10 yıl sonra Dünya Sağlık Örgütü, E 952 tatlandırıcısının insanlar için güvenli olduğuna dair bir açıklama yaptı. Bugün katkı maddesi Rusya ve AB ülkeleri de dahil olmak üzere 55 ülkede onaylanmıştır. ABD'de yasaklandı ancak kısıtlamaların kaldırılması konusu gündemde.

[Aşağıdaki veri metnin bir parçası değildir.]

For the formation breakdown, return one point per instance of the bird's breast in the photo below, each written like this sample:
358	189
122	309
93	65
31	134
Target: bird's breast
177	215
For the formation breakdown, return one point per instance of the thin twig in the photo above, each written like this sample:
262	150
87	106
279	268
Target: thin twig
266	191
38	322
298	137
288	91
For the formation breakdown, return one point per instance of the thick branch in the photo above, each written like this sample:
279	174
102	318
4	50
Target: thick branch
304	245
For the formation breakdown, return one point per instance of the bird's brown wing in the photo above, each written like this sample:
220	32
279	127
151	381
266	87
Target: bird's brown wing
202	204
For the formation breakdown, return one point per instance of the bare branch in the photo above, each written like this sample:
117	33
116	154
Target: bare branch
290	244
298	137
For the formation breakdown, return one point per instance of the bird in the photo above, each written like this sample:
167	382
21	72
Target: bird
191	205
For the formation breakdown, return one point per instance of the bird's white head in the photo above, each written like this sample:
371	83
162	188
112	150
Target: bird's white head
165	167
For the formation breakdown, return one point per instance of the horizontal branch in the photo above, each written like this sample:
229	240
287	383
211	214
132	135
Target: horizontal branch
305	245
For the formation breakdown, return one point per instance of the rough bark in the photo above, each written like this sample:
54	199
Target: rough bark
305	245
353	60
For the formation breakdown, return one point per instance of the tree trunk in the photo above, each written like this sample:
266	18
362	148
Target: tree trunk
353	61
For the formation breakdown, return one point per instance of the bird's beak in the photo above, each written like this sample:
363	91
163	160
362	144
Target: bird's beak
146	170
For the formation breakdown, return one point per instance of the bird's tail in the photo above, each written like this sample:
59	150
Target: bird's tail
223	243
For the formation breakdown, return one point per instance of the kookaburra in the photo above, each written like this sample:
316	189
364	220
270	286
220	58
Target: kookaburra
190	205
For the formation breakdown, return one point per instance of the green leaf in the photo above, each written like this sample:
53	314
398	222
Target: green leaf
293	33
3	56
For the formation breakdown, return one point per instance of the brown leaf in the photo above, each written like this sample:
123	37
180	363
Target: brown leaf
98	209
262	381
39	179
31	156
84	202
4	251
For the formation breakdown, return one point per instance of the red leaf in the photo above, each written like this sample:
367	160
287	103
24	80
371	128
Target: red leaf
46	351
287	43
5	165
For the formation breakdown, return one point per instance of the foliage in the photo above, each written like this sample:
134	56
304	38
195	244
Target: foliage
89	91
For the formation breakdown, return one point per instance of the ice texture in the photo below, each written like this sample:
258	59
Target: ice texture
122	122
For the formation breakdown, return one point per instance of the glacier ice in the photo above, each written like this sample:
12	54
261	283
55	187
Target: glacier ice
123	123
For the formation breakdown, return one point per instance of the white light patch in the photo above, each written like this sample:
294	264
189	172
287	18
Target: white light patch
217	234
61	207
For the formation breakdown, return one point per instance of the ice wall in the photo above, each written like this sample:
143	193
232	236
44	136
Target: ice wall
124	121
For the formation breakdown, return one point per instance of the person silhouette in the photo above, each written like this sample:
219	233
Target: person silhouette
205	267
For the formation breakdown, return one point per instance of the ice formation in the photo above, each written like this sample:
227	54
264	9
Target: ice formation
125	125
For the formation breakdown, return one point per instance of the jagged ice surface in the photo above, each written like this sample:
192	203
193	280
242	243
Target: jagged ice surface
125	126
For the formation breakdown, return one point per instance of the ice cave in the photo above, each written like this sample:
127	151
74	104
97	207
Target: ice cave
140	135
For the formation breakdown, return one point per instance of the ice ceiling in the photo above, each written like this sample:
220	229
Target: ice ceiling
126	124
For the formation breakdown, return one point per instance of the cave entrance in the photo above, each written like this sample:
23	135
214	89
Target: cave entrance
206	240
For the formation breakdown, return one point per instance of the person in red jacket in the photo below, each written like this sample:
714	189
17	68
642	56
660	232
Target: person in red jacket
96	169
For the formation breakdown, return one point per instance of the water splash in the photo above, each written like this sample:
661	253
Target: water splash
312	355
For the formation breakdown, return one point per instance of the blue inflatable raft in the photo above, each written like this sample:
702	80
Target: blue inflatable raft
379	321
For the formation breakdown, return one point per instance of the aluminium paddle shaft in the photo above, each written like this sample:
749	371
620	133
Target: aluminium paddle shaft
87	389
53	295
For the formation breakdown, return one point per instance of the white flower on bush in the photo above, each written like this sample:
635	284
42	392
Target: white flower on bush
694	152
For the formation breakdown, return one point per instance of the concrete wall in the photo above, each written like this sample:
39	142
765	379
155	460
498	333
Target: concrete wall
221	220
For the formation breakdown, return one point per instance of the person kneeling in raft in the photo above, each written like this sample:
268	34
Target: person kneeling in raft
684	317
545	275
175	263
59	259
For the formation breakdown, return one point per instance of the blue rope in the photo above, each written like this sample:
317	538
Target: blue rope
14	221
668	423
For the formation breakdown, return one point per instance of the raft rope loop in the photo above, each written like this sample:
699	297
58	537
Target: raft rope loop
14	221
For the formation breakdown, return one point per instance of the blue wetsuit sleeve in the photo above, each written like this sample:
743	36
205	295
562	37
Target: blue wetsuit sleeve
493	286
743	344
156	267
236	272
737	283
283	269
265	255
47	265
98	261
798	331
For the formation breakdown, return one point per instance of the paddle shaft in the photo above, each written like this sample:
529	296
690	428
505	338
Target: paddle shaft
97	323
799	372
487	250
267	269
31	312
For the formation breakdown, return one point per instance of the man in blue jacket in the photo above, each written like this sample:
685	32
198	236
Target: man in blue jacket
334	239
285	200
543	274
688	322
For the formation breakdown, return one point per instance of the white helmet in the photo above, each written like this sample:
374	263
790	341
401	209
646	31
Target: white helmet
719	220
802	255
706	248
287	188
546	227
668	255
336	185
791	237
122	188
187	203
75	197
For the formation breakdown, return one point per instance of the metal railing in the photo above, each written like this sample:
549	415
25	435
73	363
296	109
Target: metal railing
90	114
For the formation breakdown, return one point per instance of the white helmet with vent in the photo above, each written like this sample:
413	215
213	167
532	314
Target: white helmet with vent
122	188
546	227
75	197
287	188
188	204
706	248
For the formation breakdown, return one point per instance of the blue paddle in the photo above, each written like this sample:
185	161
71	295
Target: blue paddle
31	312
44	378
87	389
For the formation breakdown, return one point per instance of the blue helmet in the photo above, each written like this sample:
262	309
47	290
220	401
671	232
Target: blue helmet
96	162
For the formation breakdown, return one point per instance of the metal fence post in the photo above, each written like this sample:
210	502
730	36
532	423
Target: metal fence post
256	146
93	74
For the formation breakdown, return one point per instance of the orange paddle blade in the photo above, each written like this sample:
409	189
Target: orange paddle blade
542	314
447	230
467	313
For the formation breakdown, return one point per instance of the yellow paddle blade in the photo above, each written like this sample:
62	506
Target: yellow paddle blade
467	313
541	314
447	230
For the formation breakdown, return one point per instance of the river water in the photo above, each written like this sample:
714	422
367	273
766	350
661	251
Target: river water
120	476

Aşırı tüketim veya siklamatlara karşı bireysel hoşgörüsüzlük durumunda, akut zehirlenme belirtileri gözlenir:

  • bulantı kusma;
  • tutarsız konuşma;
  • letarji;
  • gözbebeklerinin genişlemesi, geçici körlük.

Böbrek hastalığı olan kişilerin E 952 takviyesinden kaçınmaları tavsiye edilir.

Ana üreticiler

Dünyanın önde gelen siklamat üreticisi (ve ana tüketicisi!) Çin'dir. Tatlandırıcı aşağıdaki şirketler tarafından tedarik edilmektedir:

  • Hangzhou Yeastar Biotech Co., Ltd.;
  • Foodchem Uluslararası Şirketi;
  • Qingdao Terio Şirketi.

Rusya'da Aspasvit şirketi tarafından ithal hammaddelere dayalı termostabil tatlandırıcı karışımlar üretilmektedir. Ürünler şirketin kendi markası altında piyasaya sürülmektedir. Kompleksler, E 952 katkı maddesine ek olarak izomaltitol, sukraloz ve diğer şeker ikamelerini içerir.

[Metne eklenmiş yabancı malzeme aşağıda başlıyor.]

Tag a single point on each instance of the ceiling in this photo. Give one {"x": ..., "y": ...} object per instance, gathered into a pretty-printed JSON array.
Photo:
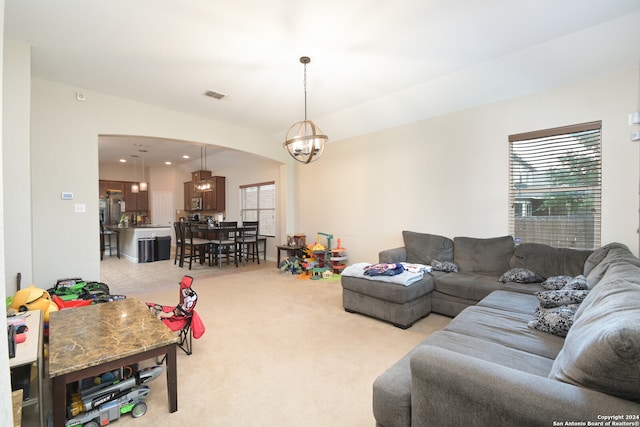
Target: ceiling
[{"x": 364, "y": 54}]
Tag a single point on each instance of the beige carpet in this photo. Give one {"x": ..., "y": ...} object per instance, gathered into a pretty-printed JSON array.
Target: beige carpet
[{"x": 277, "y": 351}]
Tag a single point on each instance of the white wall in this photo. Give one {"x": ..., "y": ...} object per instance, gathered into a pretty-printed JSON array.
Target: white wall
[
  {"x": 16, "y": 165},
  {"x": 449, "y": 175},
  {"x": 64, "y": 147}
]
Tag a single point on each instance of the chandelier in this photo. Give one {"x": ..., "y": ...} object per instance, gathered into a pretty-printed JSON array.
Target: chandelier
[{"x": 305, "y": 141}]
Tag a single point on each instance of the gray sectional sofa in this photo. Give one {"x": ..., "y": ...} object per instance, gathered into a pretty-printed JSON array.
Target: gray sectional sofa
[{"x": 489, "y": 366}]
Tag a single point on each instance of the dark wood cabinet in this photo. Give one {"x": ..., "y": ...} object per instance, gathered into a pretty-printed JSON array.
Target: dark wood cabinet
[
  {"x": 214, "y": 200},
  {"x": 188, "y": 195}
]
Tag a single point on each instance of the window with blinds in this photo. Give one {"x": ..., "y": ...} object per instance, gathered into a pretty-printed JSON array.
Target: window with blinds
[
  {"x": 258, "y": 203},
  {"x": 555, "y": 186}
]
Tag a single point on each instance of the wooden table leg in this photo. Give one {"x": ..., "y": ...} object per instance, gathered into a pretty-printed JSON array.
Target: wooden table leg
[
  {"x": 59, "y": 400},
  {"x": 172, "y": 378}
]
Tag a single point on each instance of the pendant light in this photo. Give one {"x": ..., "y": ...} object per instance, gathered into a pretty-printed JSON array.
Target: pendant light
[
  {"x": 305, "y": 141},
  {"x": 206, "y": 183},
  {"x": 135, "y": 188},
  {"x": 143, "y": 183}
]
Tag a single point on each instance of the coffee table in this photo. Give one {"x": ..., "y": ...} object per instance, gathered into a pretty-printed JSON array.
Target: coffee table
[{"x": 87, "y": 341}]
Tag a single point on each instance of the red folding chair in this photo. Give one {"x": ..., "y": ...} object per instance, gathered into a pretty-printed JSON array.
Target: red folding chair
[{"x": 182, "y": 318}]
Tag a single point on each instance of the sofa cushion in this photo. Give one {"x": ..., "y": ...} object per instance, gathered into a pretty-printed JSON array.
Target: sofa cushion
[
  {"x": 422, "y": 248},
  {"x": 388, "y": 291},
  {"x": 602, "y": 348},
  {"x": 521, "y": 275},
  {"x": 485, "y": 256},
  {"x": 549, "y": 261},
  {"x": 469, "y": 286},
  {"x": 555, "y": 320},
  {"x": 446, "y": 266},
  {"x": 618, "y": 264},
  {"x": 491, "y": 352},
  {"x": 618, "y": 261},
  {"x": 506, "y": 328},
  {"x": 511, "y": 301},
  {"x": 598, "y": 255}
]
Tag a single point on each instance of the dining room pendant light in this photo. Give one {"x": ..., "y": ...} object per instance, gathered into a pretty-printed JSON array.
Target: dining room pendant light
[
  {"x": 143, "y": 183},
  {"x": 135, "y": 188},
  {"x": 304, "y": 140}
]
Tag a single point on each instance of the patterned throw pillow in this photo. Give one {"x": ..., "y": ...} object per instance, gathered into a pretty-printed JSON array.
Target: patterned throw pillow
[
  {"x": 520, "y": 275},
  {"x": 561, "y": 297},
  {"x": 555, "y": 320},
  {"x": 577, "y": 283},
  {"x": 446, "y": 266},
  {"x": 556, "y": 282}
]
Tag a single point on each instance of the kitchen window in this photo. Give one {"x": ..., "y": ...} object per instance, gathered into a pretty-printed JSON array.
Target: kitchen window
[
  {"x": 258, "y": 203},
  {"x": 555, "y": 186}
]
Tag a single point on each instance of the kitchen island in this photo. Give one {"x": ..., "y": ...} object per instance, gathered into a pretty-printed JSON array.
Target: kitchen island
[{"x": 130, "y": 236}]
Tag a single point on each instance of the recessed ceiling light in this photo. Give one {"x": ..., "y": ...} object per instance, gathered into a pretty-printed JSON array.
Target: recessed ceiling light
[{"x": 214, "y": 94}]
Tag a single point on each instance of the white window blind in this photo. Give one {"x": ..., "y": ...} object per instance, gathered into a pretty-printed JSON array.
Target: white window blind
[
  {"x": 555, "y": 186},
  {"x": 258, "y": 203}
]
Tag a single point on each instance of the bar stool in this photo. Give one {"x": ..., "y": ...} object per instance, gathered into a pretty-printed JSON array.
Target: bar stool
[{"x": 105, "y": 235}]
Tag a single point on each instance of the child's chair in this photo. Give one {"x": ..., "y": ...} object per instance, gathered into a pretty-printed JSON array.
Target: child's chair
[{"x": 182, "y": 318}]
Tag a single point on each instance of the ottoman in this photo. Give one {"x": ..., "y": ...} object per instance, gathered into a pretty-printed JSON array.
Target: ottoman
[{"x": 397, "y": 304}]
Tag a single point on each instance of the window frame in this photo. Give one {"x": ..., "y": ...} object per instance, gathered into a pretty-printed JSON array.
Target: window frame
[
  {"x": 579, "y": 176},
  {"x": 259, "y": 210}
]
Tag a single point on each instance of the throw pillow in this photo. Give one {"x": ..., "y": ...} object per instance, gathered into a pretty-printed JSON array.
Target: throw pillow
[
  {"x": 602, "y": 349},
  {"x": 557, "y": 320},
  {"x": 561, "y": 297},
  {"x": 556, "y": 282},
  {"x": 489, "y": 257},
  {"x": 521, "y": 275},
  {"x": 422, "y": 247},
  {"x": 577, "y": 283},
  {"x": 446, "y": 266}
]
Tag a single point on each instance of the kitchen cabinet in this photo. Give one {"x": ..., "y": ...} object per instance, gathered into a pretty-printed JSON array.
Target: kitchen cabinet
[
  {"x": 188, "y": 195},
  {"x": 135, "y": 202},
  {"x": 214, "y": 200}
]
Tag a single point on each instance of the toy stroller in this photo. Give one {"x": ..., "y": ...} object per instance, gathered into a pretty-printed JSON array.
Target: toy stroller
[{"x": 182, "y": 318}]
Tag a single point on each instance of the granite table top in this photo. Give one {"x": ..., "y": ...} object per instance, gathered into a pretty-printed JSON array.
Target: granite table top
[{"x": 92, "y": 335}]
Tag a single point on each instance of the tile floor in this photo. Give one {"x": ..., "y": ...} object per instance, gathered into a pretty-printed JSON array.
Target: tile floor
[{"x": 125, "y": 277}]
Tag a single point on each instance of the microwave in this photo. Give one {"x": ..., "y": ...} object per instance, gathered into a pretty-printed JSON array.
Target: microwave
[{"x": 196, "y": 204}]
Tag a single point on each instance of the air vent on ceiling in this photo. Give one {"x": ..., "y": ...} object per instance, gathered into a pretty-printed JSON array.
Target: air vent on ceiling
[{"x": 214, "y": 94}]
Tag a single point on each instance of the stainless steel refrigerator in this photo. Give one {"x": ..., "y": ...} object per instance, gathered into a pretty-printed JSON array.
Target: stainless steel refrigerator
[{"x": 111, "y": 209}]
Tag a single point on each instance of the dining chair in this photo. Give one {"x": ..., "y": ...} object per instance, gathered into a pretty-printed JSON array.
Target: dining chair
[
  {"x": 225, "y": 242},
  {"x": 179, "y": 244},
  {"x": 194, "y": 247},
  {"x": 247, "y": 240},
  {"x": 105, "y": 235}
]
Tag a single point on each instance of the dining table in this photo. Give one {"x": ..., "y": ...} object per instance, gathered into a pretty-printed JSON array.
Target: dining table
[{"x": 212, "y": 232}]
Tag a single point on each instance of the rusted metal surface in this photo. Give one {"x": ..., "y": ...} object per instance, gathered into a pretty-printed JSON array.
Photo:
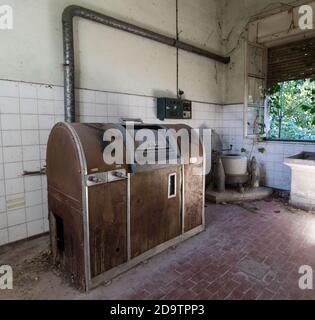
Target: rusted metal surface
[
  {"x": 65, "y": 203},
  {"x": 103, "y": 228},
  {"x": 69, "y": 73},
  {"x": 154, "y": 218}
]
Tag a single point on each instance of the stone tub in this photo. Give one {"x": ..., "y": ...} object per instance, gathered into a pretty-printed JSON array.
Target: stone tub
[{"x": 303, "y": 180}]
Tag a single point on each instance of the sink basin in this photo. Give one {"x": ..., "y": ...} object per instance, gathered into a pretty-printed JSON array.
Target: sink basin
[
  {"x": 302, "y": 182},
  {"x": 234, "y": 164}
]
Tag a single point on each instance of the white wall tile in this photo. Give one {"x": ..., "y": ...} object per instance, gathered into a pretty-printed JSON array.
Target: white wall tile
[
  {"x": 35, "y": 227},
  {"x": 16, "y": 217},
  {"x": 28, "y": 90},
  {"x": 12, "y": 154},
  {"x": 58, "y": 93},
  {"x": 17, "y": 233},
  {"x": 46, "y": 107},
  {"x": 31, "y": 165},
  {"x": 45, "y": 92},
  {"x": 46, "y": 122},
  {"x": 4, "y": 237},
  {"x": 34, "y": 213},
  {"x": 13, "y": 170},
  {"x": 9, "y": 105},
  {"x": 85, "y": 96},
  {"x": 46, "y": 225},
  {"x": 59, "y": 108},
  {"x": 30, "y": 137},
  {"x": 14, "y": 186},
  {"x": 3, "y": 221},
  {"x": 32, "y": 183},
  {"x": 29, "y": 122},
  {"x": 28, "y": 106},
  {"x": 31, "y": 153},
  {"x": 3, "y": 207},
  {"x": 33, "y": 198},
  {"x": 43, "y": 136},
  {"x": 10, "y": 122},
  {"x": 101, "y": 97},
  {"x": 9, "y": 89}
]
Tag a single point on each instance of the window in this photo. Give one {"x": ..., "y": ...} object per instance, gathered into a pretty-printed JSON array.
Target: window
[
  {"x": 291, "y": 93},
  {"x": 280, "y": 91},
  {"x": 172, "y": 186}
]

Katkı maddesi E 952, koşullu olarak güvenli bir tatlandırıcıdır. Gün içinde 3 litreden fazla Pepsi-Cola ve benzeri içecekler içerek izin verilen alım limitini aşmak kolaydır. Dünya Sağlık Örgütü, maddenin güvenliğine ilişkin açıklama yaparken tek bir detaydan bahsetmedi: Deneyler hayvanlar üzerinde yapıldı. Kimyasal ürünün insan sağlığı üzerindeki etkisi yeterince araştırılmamıştır.

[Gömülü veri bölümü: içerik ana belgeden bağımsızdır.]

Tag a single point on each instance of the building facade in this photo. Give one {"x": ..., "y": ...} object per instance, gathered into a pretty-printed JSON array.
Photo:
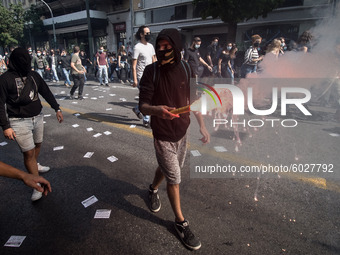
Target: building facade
[{"x": 114, "y": 22}]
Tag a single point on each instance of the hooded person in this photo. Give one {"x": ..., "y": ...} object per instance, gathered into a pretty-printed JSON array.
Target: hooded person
[
  {"x": 165, "y": 86},
  {"x": 19, "y": 100}
]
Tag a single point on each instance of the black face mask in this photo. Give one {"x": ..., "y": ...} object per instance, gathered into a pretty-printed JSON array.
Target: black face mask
[
  {"x": 147, "y": 38},
  {"x": 165, "y": 55},
  {"x": 256, "y": 44}
]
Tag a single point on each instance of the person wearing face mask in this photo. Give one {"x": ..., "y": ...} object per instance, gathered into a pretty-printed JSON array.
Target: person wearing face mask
[
  {"x": 65, "y": 63},
  {"x": 251, "y": 57},
  {"x": 193, "y": 57},
  {"x": 39, "y": 64},
  {"x": 103, "y": 66},
  {"x": 165, "y": 85},
  {"x": 143, "y": 55},
  {"x": 213, "y": 54}
]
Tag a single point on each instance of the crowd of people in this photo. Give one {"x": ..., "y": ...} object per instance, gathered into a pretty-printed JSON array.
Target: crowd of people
[{"x": 162, "y": 75}]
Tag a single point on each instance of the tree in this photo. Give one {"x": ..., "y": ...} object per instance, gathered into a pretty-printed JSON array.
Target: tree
[
  {"x": 33, "y": 14},
  {"x": 11, "y": 25},
  {"x": 235, "y": 11}
]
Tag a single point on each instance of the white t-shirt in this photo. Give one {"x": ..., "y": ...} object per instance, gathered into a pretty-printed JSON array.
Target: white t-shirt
[{"x": 143, "y": 53}]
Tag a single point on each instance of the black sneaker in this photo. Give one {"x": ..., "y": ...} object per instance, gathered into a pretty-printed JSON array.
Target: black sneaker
[
  {"x": 187, "y": 237},
  {"x": 137, "y": 112},
  {"x": 155, "y": 203}
]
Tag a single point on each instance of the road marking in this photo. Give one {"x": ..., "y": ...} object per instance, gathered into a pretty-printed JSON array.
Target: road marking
[{"x": 321, "y": 183}]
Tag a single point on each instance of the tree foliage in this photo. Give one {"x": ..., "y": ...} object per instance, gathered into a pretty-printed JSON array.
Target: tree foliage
[
  {"x": 11, "y": 24},
  {"x": 235, "y": 11}
]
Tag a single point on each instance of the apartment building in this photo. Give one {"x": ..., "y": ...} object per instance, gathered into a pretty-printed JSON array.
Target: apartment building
[{"x": 114, "y": 22}]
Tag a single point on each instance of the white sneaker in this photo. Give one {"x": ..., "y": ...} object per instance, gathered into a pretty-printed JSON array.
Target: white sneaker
[
  {"x": 36, "y": 195},
  {"x": 43, "y": 169}
]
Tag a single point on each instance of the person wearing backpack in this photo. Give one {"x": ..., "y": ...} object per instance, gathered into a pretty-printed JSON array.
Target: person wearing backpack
[
  {"x": 19, "y": 100},
  {"x": 165, "y": 85}
]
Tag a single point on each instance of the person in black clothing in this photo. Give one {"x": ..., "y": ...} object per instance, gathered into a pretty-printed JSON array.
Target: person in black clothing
[
  {"x": 169, "y": 89},
  {"x": 193, "y": 57},
  {"x": 123, "y": 64},
  {"x": 65, "y": 62},
  {"x": 84, "y": 61},
  {"x": 19, "y": 100}
]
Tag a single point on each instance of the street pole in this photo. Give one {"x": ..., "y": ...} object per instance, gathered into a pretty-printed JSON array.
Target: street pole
[
  {"x": 54, "y": 36},
  {"x": 89, "y": 31},
  {"x": 132, "y": 22}
]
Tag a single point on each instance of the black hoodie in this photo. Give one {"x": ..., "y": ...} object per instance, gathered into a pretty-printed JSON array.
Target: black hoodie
[
  {"x": 170, "y": 88},
  {"x": 12, "y": 85}
]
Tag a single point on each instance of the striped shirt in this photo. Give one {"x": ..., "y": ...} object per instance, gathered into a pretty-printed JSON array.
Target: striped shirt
[{"x": 250, "y": 56}]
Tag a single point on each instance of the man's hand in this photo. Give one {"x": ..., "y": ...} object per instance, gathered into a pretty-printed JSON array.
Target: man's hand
[
  {"x": 206, "y": 136},
  {"x": 163, "y": 111},
  {"x": 32, "y": 180},
  {"x": 60, "y": 116},
  {"x": 9, "y": 134}
]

Gıda katkı maddeleri, modern endüstriyel ürünlerde yaygın ve zaten bilinen bir bileşendir. Tatlandırıcı özellikle yaygın olarak kullanılmaktadır; hatta ekmek ve süt ürünlerine bile eklenmektedir.

Şeker ikameleri arasındaki öncelik, etiketlerde e952 olarak da belirtilen sodyum siklamat tarafından uzun süredir korunmaktadır. Bugün durum değişiyor - bu maddenin zararı bilimsel olarak kanıtlanmış ve gerçeklerle doğrulanmıştır.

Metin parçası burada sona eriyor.